With the WSDL schema we could define an abstract globel element decl for
each location and tell people to put their extensibility element in the
substitution group for the element that corresponds to the location they
want to 'extend' in. I need to think about how that would work for
extensibility elements that need to appear in multiple places ( not sure
if we have a use case for that )


> -----Original Message-----
> From: Amelia A Lewis [mailto:alewis@tibco.com] 
> Sent: 17 October 2002 10:34
> To: WS-Desc WG (Public)
> Subject: A note on the challenge presented by open content models
> As a result of discussions during today's teleconference, and 
> related work for support of features and the like, it occurs 
> to me that existing schema models and languages are not 
> terribly well-adapted to open content models.  I thought that 
> I would share these thoughts (lucky you!).
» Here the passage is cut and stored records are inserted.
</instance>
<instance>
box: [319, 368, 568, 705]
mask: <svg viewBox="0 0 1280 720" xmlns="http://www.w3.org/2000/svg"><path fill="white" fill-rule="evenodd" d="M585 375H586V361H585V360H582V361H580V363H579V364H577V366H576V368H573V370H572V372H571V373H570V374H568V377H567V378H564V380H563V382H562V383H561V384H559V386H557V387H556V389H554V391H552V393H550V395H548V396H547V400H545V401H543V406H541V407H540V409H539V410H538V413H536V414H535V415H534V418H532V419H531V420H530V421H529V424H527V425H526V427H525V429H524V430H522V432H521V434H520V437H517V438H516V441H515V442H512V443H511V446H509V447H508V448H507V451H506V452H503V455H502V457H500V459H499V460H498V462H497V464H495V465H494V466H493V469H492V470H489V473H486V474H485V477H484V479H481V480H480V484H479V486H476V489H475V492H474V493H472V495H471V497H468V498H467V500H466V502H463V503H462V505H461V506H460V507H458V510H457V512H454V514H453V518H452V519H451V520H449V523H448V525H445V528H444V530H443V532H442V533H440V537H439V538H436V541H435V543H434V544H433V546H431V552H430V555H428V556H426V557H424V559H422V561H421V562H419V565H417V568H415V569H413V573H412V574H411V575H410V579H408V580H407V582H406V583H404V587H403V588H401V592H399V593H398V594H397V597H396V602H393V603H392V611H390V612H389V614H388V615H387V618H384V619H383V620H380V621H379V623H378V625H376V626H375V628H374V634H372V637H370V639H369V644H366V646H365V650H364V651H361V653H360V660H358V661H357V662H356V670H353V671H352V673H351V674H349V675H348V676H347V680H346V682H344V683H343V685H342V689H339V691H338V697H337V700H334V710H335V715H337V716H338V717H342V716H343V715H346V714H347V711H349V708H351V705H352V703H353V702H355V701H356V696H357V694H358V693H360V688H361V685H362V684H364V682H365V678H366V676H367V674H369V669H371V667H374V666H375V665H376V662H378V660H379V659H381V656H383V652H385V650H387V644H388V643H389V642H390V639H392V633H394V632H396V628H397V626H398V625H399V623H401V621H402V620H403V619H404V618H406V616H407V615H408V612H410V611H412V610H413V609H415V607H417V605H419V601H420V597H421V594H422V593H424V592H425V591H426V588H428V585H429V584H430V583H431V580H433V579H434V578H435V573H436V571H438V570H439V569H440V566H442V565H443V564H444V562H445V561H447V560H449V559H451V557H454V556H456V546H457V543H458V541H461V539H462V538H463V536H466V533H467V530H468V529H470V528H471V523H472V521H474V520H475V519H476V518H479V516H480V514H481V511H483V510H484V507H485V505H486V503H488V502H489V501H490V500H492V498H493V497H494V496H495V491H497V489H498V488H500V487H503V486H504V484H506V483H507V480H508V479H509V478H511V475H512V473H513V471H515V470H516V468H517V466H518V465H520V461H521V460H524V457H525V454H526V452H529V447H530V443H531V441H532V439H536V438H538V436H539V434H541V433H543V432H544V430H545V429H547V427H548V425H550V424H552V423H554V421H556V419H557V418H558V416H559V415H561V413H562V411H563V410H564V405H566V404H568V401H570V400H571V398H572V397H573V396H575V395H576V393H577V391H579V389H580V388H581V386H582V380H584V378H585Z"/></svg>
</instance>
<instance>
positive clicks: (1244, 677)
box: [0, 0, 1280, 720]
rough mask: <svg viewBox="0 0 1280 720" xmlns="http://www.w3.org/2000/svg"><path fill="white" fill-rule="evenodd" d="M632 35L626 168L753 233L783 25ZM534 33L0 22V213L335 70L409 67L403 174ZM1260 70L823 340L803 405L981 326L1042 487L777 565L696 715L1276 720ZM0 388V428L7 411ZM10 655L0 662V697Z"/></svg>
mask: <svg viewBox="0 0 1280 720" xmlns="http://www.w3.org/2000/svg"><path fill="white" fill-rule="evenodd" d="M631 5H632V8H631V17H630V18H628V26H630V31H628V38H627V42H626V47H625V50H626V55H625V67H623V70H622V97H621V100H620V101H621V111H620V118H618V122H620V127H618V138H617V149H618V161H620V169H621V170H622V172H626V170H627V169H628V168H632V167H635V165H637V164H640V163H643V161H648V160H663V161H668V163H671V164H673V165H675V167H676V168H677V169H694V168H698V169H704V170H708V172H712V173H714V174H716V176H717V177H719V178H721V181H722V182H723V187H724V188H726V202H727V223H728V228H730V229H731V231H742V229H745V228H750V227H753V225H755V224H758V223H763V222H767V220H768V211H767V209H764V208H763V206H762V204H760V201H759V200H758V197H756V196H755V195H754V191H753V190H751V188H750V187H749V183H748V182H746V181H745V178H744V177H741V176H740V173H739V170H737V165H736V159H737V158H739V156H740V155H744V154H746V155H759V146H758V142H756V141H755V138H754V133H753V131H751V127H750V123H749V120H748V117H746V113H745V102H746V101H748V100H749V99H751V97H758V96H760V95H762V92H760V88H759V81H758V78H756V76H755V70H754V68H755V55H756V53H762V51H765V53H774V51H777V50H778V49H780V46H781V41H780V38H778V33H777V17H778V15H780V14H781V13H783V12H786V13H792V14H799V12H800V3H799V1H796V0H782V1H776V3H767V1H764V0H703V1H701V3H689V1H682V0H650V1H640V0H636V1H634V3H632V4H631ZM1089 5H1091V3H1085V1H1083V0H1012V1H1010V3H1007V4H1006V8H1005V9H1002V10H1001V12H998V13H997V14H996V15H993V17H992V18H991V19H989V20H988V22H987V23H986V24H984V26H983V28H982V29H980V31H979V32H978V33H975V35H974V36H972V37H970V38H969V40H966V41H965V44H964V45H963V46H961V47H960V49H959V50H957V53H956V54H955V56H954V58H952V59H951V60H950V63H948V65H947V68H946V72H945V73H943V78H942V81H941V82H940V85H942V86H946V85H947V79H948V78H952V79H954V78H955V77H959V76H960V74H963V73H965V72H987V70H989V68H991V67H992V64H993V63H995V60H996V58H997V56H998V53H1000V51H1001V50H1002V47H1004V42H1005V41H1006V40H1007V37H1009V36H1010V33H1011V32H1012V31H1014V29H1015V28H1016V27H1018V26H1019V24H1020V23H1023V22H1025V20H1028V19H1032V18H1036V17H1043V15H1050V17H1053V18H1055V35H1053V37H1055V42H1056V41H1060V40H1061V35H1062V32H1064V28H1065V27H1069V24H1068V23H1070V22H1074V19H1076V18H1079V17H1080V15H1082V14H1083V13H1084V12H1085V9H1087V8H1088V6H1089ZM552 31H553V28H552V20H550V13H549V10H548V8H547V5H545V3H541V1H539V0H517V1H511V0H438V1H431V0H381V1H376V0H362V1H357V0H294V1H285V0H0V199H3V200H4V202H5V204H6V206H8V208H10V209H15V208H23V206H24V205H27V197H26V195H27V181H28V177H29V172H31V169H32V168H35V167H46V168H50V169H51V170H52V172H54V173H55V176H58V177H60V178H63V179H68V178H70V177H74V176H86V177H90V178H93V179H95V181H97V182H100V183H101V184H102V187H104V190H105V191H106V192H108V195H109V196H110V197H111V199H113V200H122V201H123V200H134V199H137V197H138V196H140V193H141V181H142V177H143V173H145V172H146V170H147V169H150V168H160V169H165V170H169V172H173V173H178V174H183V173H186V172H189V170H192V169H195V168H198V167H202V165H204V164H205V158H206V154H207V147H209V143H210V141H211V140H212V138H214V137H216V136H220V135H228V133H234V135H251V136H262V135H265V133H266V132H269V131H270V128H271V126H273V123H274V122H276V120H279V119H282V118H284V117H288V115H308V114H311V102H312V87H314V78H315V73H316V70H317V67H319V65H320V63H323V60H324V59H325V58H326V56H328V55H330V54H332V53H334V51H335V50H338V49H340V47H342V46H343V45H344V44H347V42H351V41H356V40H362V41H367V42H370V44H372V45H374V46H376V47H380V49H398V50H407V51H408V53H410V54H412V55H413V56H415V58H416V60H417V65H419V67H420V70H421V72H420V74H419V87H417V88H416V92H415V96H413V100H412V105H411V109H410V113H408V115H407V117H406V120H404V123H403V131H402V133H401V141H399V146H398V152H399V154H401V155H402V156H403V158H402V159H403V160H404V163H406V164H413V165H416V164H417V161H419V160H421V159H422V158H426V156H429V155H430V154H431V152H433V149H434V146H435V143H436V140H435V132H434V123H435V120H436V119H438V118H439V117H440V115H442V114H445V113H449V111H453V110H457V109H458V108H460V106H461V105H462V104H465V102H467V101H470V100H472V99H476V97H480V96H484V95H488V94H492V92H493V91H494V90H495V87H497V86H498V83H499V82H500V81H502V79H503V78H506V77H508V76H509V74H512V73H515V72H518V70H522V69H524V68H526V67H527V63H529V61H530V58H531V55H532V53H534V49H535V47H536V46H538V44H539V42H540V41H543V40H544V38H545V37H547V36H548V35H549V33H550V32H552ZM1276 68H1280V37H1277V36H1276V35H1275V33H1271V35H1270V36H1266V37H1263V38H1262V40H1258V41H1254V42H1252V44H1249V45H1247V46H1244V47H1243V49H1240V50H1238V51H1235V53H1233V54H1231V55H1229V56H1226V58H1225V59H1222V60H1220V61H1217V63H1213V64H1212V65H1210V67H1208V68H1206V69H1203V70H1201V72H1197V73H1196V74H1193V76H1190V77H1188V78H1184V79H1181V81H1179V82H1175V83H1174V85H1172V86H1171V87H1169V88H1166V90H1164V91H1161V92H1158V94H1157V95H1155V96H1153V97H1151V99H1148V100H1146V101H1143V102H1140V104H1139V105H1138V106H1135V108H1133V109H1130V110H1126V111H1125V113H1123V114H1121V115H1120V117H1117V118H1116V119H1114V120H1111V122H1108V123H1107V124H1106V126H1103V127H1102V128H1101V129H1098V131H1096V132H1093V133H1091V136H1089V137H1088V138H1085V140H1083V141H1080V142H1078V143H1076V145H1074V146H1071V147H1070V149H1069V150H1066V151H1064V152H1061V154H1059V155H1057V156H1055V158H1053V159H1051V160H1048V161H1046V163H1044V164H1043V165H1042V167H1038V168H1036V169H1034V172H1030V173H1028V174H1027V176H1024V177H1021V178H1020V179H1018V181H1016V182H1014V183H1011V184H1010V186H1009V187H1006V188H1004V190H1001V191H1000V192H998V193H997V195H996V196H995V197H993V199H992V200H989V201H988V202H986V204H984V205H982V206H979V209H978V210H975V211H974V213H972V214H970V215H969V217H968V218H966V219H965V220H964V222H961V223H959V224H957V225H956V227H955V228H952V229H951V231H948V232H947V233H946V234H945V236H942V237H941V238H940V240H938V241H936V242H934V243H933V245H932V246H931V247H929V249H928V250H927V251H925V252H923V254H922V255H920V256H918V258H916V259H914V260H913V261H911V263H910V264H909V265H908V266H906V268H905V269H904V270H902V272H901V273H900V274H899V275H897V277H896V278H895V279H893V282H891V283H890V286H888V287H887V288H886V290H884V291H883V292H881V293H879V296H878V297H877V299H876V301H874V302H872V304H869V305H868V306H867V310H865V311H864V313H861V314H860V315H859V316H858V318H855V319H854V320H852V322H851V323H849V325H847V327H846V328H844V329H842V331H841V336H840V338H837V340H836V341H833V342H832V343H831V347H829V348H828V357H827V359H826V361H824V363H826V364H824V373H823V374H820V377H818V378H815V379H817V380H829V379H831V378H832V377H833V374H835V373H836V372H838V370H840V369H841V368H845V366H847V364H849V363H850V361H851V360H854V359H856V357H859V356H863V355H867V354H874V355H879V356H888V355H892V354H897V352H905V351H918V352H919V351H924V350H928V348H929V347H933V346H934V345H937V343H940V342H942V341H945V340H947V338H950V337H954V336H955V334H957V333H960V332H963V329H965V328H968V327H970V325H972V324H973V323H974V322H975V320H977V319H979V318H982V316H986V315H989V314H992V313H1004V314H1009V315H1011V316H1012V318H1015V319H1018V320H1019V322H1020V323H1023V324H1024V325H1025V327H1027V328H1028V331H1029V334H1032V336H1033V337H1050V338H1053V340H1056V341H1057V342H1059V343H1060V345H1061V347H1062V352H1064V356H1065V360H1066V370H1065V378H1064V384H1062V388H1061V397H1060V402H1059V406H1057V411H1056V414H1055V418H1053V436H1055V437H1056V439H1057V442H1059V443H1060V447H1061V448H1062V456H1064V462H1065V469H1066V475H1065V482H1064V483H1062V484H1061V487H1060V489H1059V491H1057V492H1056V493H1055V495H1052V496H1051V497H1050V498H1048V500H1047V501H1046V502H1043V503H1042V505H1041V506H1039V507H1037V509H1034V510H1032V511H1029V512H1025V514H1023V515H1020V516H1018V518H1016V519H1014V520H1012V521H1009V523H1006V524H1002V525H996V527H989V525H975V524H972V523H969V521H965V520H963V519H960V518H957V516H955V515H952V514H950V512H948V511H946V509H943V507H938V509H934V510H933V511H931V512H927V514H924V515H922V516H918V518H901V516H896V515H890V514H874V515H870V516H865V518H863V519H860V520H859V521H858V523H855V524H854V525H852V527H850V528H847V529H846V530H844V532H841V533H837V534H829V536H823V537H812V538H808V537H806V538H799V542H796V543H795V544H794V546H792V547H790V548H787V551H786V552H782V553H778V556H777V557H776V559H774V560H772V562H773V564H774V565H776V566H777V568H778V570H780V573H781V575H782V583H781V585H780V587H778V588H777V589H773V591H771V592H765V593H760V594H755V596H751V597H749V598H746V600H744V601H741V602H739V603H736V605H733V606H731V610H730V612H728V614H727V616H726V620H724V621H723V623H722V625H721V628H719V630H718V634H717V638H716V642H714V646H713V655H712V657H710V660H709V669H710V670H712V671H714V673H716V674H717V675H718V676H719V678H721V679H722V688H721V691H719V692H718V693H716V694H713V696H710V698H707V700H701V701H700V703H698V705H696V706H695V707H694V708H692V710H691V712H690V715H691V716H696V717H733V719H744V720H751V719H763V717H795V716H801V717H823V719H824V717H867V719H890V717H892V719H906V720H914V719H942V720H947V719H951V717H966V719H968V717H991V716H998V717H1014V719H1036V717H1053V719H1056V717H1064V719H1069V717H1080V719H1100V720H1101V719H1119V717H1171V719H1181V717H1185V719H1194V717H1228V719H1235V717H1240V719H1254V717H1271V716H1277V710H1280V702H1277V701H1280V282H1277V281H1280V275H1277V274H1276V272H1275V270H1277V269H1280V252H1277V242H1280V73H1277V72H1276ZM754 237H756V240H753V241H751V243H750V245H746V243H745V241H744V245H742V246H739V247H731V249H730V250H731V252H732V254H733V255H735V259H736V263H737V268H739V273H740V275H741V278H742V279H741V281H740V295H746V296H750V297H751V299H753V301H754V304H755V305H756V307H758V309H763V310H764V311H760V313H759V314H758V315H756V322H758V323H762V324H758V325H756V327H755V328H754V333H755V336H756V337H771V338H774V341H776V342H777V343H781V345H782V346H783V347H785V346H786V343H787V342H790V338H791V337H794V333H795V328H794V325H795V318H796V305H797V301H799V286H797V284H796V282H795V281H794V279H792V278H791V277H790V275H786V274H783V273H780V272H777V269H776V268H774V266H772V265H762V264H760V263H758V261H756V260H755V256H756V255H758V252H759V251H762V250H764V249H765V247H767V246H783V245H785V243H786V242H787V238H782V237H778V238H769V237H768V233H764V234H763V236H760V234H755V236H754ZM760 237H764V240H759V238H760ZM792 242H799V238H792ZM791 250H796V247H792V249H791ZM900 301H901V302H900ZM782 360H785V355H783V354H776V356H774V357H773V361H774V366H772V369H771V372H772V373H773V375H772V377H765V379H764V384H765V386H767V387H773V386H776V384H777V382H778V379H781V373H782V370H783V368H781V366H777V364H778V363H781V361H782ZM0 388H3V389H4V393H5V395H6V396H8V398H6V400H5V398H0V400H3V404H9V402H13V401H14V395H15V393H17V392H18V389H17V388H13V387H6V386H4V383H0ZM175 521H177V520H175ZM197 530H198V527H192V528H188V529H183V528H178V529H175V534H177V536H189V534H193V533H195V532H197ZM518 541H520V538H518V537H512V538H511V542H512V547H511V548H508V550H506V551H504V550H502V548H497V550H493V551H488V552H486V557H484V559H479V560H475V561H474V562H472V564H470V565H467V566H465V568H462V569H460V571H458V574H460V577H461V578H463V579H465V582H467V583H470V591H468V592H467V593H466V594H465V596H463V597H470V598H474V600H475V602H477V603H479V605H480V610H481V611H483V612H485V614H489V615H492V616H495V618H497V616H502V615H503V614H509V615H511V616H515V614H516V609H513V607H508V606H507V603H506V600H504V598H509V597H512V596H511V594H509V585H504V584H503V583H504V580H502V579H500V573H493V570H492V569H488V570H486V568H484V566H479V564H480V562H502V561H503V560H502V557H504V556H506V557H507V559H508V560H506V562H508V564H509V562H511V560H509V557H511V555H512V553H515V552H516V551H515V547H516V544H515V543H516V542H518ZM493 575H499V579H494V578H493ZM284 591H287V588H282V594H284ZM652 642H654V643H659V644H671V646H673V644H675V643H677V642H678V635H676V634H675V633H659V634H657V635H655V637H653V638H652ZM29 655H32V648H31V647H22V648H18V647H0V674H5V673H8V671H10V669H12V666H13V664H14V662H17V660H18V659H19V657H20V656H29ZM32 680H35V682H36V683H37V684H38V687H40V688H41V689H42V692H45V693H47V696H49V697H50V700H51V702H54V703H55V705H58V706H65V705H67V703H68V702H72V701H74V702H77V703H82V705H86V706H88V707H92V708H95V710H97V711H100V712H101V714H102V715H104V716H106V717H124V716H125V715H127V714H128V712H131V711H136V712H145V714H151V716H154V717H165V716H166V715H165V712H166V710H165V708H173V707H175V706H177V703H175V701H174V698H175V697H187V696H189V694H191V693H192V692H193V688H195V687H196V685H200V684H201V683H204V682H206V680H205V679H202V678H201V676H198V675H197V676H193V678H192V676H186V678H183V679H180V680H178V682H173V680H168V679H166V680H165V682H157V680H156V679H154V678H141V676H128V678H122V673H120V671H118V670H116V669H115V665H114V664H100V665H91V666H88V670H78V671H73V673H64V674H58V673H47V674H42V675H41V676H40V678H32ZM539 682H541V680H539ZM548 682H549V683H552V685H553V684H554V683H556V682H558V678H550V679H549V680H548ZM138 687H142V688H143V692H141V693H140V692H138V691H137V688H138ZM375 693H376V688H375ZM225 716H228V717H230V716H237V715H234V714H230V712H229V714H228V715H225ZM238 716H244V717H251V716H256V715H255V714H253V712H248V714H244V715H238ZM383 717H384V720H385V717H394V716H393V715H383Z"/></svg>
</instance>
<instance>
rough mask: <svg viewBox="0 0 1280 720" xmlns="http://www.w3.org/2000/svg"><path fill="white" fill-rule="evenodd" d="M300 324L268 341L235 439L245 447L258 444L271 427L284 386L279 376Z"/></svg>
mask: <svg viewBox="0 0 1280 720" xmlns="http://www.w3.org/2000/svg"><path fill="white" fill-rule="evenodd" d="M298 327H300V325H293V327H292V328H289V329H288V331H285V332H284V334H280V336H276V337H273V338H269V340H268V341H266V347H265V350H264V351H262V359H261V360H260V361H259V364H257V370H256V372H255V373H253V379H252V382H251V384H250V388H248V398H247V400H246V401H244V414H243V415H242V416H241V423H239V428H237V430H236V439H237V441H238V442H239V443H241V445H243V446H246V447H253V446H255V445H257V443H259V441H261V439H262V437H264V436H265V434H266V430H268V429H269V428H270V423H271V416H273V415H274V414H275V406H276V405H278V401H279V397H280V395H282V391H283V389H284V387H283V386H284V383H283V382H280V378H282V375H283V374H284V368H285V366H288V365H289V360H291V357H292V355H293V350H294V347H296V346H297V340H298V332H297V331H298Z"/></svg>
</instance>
> At issue is the fact that there is, at least conceptually, a 
> schema for WSDL.  It has an open content model, which can be 
> represented in W3C XML Schema as any, namespace ##other.  
> This is true for almost all elements in WSDL.
> Particular extensions, as a rule, define a sort of 
> micro-vocabulary intended for use within the context of given 
> extensibility elements in WSDL.  That is, the elements and 
> attributes defined for a DIME binding (for instance) would 
> have particular constraints.  Some should appear as children 
> of wsdl:binding, others as children of wsdl:operation, others 
> as children of wsdl:input, wsdl:output, or wsdl:fault.  There 
> might also be elements or attributes intended to decorate 
> wsdl:service or wsdl:port.
> But there is no way, so far as I know, in any schema 
> language, to express the required *parent* of an 
> extensibility element.  It's an interesting omission, once 
> one considers it.  A deliberately open content model, in 
> which the extension specifications constrain themselves (in 
> effect) is not contemplated, and not supported (admittedly, 
> formalizing such a thing carries some interesting security issues).
> This is not an issue for resolution, just for its 
> thought-provoking qualities.  It appears that the path being 
> traveled by WSDL (an open content model for the base schema, 
> with extensions expected to specify their preferred or 
> required inclusion locations) is not well known.  It may 
> present obstacles in terms of defining schemas for such extensions.
> Amy!
> -- 
> Amelia A. Lewis
> Architect, TIBCO/Extensibility, Inc.